What we didn’t realise is that there are two Miyako hotels in Tennōji. Ours and the much posher Marriott Osaka Miyako next door which has a level 19. Ours doesn’t go up that high!
Once the confusion was resolved we met Machiko and took a walk across to Q Mall while snowflakes floated in the sunlight.
Machiko introduced us the mochi (rice cake) and cheese okonomiyaki (Japanese cabbage and egg pancake). Even better than the original!
After lunch we farewelled Machiko, who had to prepare for her night lessons, and began an interminably long wander through the shops. Alex complained bitterly, but he did get to play at a couple of game arcades.
Another pancake (well, ice cream and chocolate crepe) later we returned to the hotel to prepare for a trip to Spa World. But then I discovered that the wonderfully hot swimming pool was closed for reconstruction and we would be left separated, B to go to the ladies spa floor, Alex and I on the other.
Can that. Anyway, we should be visiting an onsen tomorrow.
|A Hello Kitty tram outside Q Mall.|
|Sunset from our room|
Next door is the Abeno Harukas Tower, 60 floors and 300 metres high with a lookout up the top.
The entry price is expensive, the fast lifts with the lights flashing past vertiginous, but the view from the top was worth it as dusk fell upon this vast city.
Tiny trains snaked their way to and from the stations below, the lights of the regularly spaced cars along the highways like a glowing conveyer belt and the slow shooting stars of aircraft descending into Kansai Airport while the Tempozan Ferris wheel flashed through the rainbow. The city looked truly alive.
The centre of the top of the building is uncovered and opens on to a “garden” area, overlooked by the giant blue illuminated mascot of the site. It was here that we watched more snowflakes drift down, flickering in the light against the dark night sky.
Afterwards we caught the left down and crossed once more over to Q Mall, where we had a dinner of… Not pancakes.
All you can eat shabu-shabu. Not the drug, the meat and vegetables you cook in broth at you table. So good and so perfect for a cold day.

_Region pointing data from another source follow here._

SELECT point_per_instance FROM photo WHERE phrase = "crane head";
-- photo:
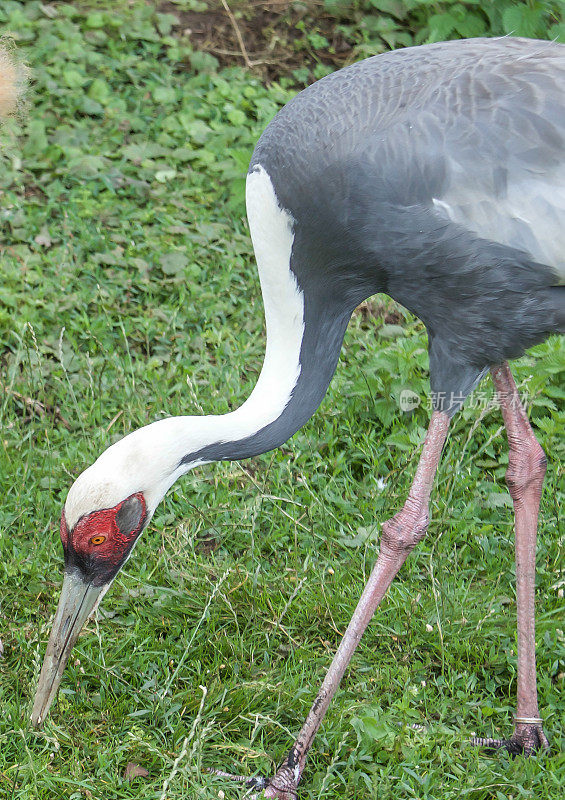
(96, 546)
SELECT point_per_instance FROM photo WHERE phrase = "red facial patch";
(100, 541)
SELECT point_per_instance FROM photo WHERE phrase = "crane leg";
(525, 474)
(399, 536)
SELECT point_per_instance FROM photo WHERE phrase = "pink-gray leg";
(399, 536)
(525, 474)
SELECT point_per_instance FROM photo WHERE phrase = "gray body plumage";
(435, 174)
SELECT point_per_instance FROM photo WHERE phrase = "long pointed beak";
(78, 599)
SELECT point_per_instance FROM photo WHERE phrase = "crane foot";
(527, 740)
(281, 787)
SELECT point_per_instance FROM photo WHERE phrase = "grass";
(128, 292)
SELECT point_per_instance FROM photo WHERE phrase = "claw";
(281, 787)
(527, 740)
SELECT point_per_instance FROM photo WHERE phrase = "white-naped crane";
(435, 174)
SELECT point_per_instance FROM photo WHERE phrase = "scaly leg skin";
(399, 536)
(525, 474)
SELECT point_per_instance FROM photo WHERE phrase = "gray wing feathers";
(475, 129)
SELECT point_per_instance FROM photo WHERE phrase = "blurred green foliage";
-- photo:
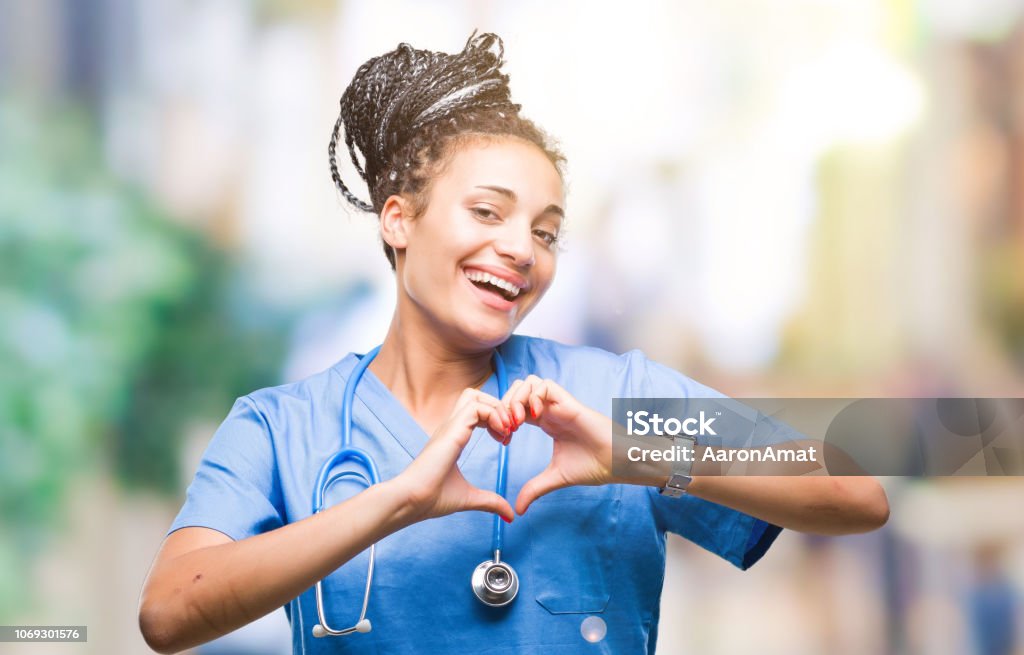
(118, 328)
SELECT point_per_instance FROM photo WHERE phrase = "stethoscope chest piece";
(495, 582)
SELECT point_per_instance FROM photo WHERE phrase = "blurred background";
(802, 198)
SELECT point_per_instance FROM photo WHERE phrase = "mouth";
(493, 285)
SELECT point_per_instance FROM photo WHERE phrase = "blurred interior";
(806, 198)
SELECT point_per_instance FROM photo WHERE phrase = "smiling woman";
(470, 201)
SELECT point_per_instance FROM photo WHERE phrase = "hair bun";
(394, 94)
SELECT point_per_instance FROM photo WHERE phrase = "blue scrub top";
(580, 552)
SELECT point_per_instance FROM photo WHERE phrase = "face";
(483, 253)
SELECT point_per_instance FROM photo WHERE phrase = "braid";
(403, 111)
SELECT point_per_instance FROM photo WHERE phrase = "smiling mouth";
(495, 285)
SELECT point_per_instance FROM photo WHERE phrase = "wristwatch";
(680, 477)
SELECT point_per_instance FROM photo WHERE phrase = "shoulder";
(586, 372)
(537, 353)
(281, 403)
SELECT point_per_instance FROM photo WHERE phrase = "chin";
(489, 334)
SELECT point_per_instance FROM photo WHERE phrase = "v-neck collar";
(400, 424)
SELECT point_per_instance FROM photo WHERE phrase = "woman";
(470, 201)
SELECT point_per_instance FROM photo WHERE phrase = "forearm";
(828, 506)
(210, 592)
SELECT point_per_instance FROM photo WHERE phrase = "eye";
(484, 213)
(550, 238)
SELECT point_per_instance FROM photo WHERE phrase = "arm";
(583, 454)
(203, 584)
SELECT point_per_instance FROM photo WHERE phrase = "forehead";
(509, 163)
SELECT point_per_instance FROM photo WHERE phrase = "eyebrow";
(509, 193)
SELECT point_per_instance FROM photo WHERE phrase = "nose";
(516, 244)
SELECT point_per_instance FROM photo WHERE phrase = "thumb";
(489, 501)
(544, 482)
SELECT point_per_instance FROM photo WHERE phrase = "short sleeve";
(735, 536)
(236, 489)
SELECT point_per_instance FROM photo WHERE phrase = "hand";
(582, 451)
(433, 484)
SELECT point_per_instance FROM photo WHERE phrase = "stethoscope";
(494, 581)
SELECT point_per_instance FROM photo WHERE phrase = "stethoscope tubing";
(348, 452)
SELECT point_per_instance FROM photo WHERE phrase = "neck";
(423, 372)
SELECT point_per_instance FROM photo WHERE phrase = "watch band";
(680, 477)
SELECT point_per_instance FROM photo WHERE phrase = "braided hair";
(408, 111)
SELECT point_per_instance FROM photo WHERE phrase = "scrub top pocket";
(573, 538)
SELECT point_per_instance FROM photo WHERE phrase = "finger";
(503, 411)
(489, 501)
(517, 401)
(544, 482)
(511, 391)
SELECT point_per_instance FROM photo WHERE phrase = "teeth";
(479, 276)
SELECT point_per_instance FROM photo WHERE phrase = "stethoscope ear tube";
(494, 581)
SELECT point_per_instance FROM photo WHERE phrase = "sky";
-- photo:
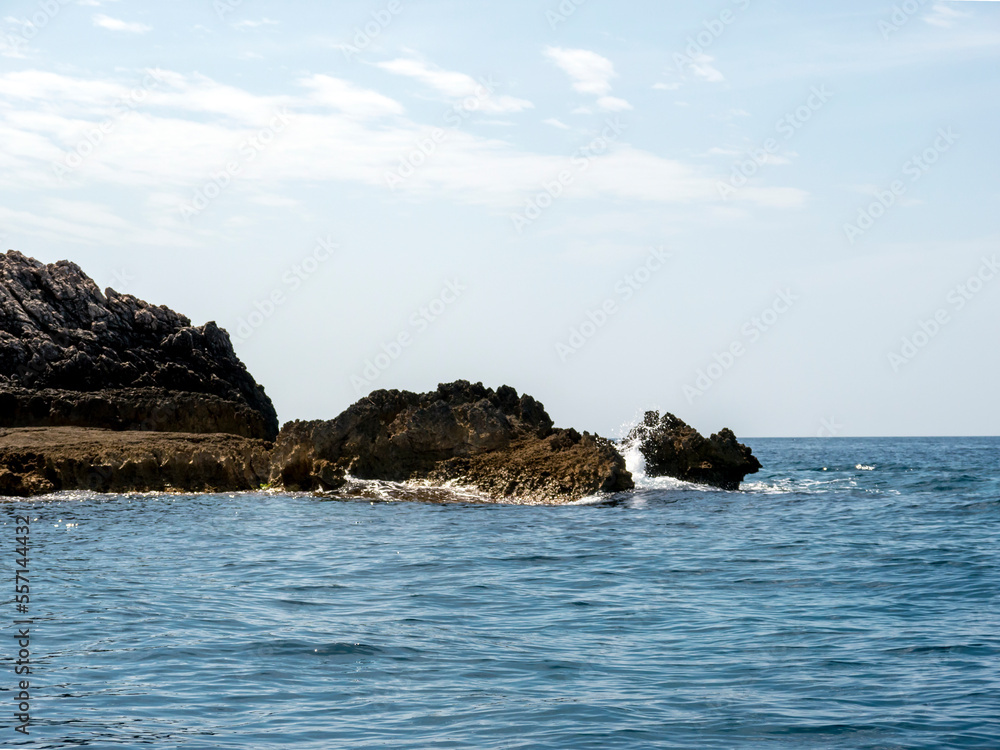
(777, 217)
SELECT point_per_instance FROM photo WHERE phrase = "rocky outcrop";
(496, 441)
(675, 449)
(71, 355)
(39, 460)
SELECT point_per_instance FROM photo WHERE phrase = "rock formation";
(70, 355)
(39, 460)
(502, 444)
(675, 449)
(106, 392)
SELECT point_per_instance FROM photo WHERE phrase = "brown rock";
(675, 449)
(38, 460)
(502, 444)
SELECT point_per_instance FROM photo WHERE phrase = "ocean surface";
(848, 597)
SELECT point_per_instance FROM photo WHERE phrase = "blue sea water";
(848, 597)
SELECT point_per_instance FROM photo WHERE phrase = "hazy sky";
(776, 216)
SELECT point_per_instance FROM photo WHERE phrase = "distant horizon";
(768, 217)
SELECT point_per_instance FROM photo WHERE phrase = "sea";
(847, 597)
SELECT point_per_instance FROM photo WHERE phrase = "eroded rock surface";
(496, 441)
(39, 460)
(72, 355)
(675, 449)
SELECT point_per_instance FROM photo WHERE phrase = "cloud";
(116, 24)
(701, 66)
(256, 24)
(613, 104)
(191, 127)
(455, 86)
(943, 15)
(348, 98)
(590, 73)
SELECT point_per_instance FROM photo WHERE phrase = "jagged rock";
(500, 443)
(70, 355)
(675, 449)
(38, 460)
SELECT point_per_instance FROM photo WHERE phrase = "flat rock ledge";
(497, 442)
(40, 460)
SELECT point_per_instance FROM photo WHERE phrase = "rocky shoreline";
(105, 392)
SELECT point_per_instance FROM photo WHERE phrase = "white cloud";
(591, 73)
(701, 66)
(613, 104)
(116, 24)
(348, 98)
(944, 15)
(256, 24)
(455, 86)
(190, 127)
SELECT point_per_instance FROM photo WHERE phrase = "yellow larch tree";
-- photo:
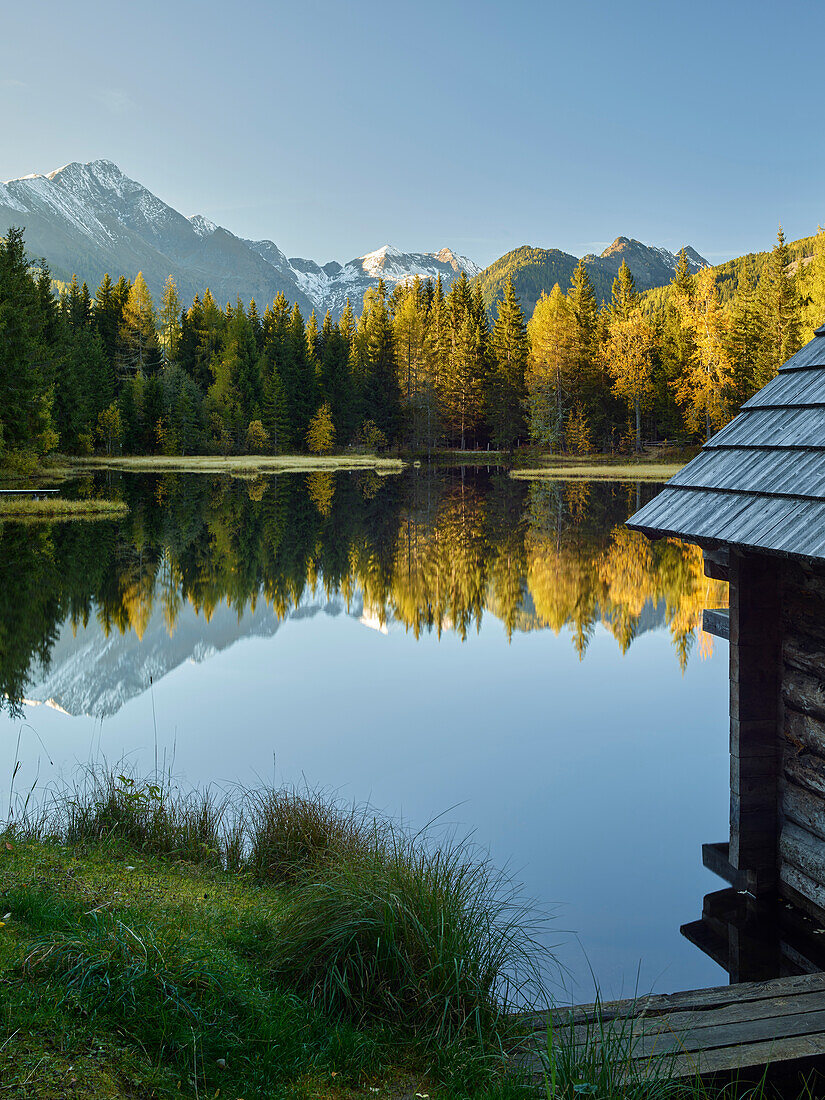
(553, 337)
(704, 388)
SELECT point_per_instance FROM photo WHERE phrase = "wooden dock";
(703, 1031)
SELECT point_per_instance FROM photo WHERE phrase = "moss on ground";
(238, 463)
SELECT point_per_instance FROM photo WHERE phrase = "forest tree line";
(418, 369)
(433, 551)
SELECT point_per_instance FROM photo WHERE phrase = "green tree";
(321, 432)
(25, 359)
(507, 392)
(171, 321)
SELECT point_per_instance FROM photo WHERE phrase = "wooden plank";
(704, 1029)
(803, 884)
(736, 1034)
(716, 620)
(700, 1031)
(805, 770)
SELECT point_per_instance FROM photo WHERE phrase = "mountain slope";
(89, 219)
(537, 270)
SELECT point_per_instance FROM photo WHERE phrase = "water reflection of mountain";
(95, 673)
(90, 612)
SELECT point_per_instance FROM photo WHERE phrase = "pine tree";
(553, 336)
(780, 306)
(509, 349)
(25, 399)
(169, 322)
(627, 352)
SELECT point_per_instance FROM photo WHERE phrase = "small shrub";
(321, 433)
(151, 817)
(293, 833)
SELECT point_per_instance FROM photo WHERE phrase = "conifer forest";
(416, 370)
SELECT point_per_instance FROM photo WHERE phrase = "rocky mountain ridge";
(89, 219)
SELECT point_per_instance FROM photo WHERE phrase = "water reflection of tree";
(432, 550)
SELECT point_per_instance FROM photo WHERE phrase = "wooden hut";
(754, 499)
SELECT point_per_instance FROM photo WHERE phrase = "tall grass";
(431, 938)
(374, 924)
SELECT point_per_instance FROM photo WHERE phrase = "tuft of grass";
(430, 938)
(151, 816)
(240, 463)
(57, 507)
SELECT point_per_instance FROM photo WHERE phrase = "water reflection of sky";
(597, 780)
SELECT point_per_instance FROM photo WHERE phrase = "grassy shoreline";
(276, 944)
(239, 463)
(57, 507)
(600, 471)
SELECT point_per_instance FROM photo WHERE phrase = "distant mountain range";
(89, 219)
(537, 270)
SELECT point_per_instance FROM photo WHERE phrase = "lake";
(449, 645)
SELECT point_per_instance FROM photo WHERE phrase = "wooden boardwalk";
(704, 1031)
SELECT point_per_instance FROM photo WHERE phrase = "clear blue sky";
(333, 127)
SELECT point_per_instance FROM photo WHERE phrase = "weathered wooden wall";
(801, 779)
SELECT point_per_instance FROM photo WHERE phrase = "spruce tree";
(509, 349)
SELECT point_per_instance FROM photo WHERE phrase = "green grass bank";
(274, 944)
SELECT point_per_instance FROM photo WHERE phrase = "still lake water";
(458, 644)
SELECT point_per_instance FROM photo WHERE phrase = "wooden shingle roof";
(760, 482)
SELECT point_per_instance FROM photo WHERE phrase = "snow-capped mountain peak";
(90, 218)
(202, 226)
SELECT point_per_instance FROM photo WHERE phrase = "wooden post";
(755, 717)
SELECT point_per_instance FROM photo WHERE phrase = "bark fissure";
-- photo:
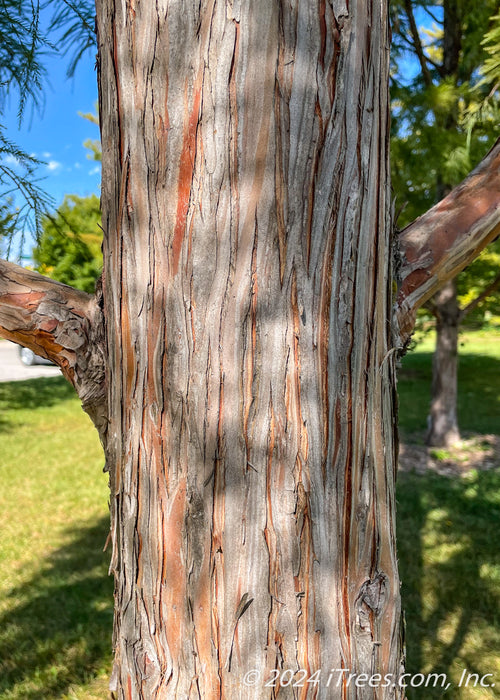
(62, 324)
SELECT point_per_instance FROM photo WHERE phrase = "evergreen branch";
(492, 287)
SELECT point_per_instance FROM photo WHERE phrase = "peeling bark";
(249, 351)
(59, 323)
(442, 242)
(247, 300)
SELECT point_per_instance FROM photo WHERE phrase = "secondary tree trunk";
(249, 422)
(247, 296)
(442, 422)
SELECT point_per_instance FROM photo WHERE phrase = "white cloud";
(53, 165)
(11, 160)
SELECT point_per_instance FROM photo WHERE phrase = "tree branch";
(59, 323)
(484, 294)
(442, 242)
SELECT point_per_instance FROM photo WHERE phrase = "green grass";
(478, 385)
(448, 530)
(55, 595)
(450, 569)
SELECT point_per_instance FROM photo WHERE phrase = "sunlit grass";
(55, 595)
(478, 385)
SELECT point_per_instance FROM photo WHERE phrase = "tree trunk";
(249, 422)
(247, 294)
(442, 422)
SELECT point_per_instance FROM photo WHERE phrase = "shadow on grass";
(57, 632)
(450, 571)
(478, 392)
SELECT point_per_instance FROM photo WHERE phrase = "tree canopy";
(69, 249)
(445, 115)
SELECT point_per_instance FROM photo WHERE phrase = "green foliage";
(23, 48)
(478, 384)
(491, 44)
(69, 249)
(446, 116)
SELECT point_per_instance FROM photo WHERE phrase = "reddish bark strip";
(442, 242)
(61, 324)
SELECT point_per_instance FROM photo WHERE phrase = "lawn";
(448, 531)
(56, 597)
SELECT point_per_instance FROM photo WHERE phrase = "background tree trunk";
(443, 423)
(247, 297)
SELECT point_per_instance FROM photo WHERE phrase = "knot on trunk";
(371, 601)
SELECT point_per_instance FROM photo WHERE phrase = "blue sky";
(56, 135)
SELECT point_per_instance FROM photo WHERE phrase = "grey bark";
(249, 352)
(442, 421)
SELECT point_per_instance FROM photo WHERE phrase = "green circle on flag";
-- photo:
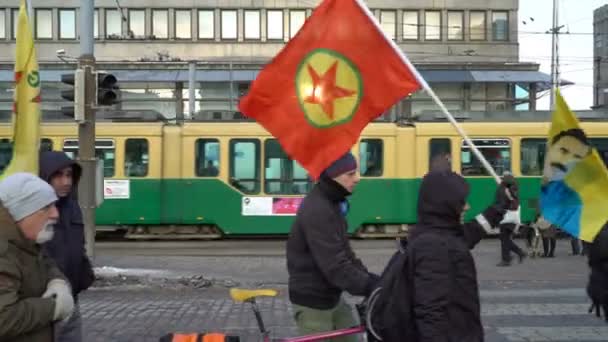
(329, 88)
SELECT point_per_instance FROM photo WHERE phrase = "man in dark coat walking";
(320, 260)
(67, 245)
(446, 296)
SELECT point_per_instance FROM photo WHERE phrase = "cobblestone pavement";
(540, 300)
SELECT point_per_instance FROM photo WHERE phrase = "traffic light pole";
(86, 129)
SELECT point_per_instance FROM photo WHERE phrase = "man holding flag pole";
(315, 97)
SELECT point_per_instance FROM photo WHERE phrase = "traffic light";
(107, 89)
(74, 95)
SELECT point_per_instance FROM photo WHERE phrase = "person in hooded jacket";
(320, 261)
(445, 292)
(67, 247)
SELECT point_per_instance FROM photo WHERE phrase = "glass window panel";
(439, 147)
(229, 24)
(500, 25)
(44, 24)
(533, 156)
(388, 23)
(160, 24)
(245, 165)
(477, 25)
(206, 25)
(67, 24)
(113, 24)
(137, 23)
(207, 158)
(183, 24)
(296, 20)
(410, 25)
(137, 158)
(496, 151)
(455, 25)
(274, 24)
(432, 25)
(2, 23)
(371, 157)
(252, 24)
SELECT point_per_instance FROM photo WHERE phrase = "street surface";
(183, 286)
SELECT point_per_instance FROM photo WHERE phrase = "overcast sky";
(576, 49)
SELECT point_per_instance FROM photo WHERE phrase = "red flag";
(335, 76)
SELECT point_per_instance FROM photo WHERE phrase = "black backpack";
(389, 313)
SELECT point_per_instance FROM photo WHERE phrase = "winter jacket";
(24, 273)
(67, 246)
(320, 261)
(445, 292)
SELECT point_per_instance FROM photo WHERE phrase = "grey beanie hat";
(23, 194)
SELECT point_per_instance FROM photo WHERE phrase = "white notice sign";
(116, 189)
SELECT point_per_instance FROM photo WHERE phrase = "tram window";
(137, 157)
(207, 157)
(601, 144)
(245, 165)
(371, 157)
(496, 151)
(439, 147)
(281, 174)
(533, 156)
(104, 150)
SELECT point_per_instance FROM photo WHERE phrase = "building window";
(296, 20)
(207, 157)
(410, 25)
(67, 24)
(44, 24)
(229, 24)
(274, 24)
(477, 25)
(137, 23)
(455, 25)
(500, 26)
(96, 24)
(2, 24)
(371, 157)
(104, 150)
(252, 24)
(496, 151)
(206, 24)
(15, 21)
(183, 24)
(388, 22)
(113, 23)
(245, 165)
(137, 158)
(432, 25)
(281, 174)
(160, 24)
(439, 148)
(533, 156)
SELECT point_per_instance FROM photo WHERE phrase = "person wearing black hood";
(67, 246)
(444, 279)
(320, 261)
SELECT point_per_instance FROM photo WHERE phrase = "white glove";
(59, 290)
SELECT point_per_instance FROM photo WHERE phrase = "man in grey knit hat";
(33, 292)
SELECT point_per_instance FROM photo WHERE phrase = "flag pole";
(431, 93)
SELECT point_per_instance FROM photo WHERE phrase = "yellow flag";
(26, 109)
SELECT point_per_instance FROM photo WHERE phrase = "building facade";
(600, 56)
(467, 50)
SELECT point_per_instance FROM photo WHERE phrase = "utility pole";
(86, 129)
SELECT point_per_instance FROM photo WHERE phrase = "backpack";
(389, 313)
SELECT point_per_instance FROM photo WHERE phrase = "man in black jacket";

Alex has a obsession with Japanese railway ticket gates and demanded that he catch a train. After forcing him to put up with shopping for much of the day we acquiesced and caught the subway to Shinsaibashi. Then we walked down the covered arcades of Shinsaibashi-suji and Ebisu-suji along with thousands of other, mainly Asian, tourists. At some shops I heard the girls calling out greetings in Japanese and Mandarin.
The Glico Man sign has been updated. It’s a higher resolution screen now instead of the old neon lights. Disappointing in a way, but not to the hordes taking selfies.
Don’t you hate it when everyone else discovers a place? Maybe I should stop sharing.
B finally managed to find some snow boots for tomorrow, then we caught the subway from Namba back to Tennōji.
Should everything work out we should be seeing a lot more snow tomorrow and discover some real cold. And more dancing snowflakes!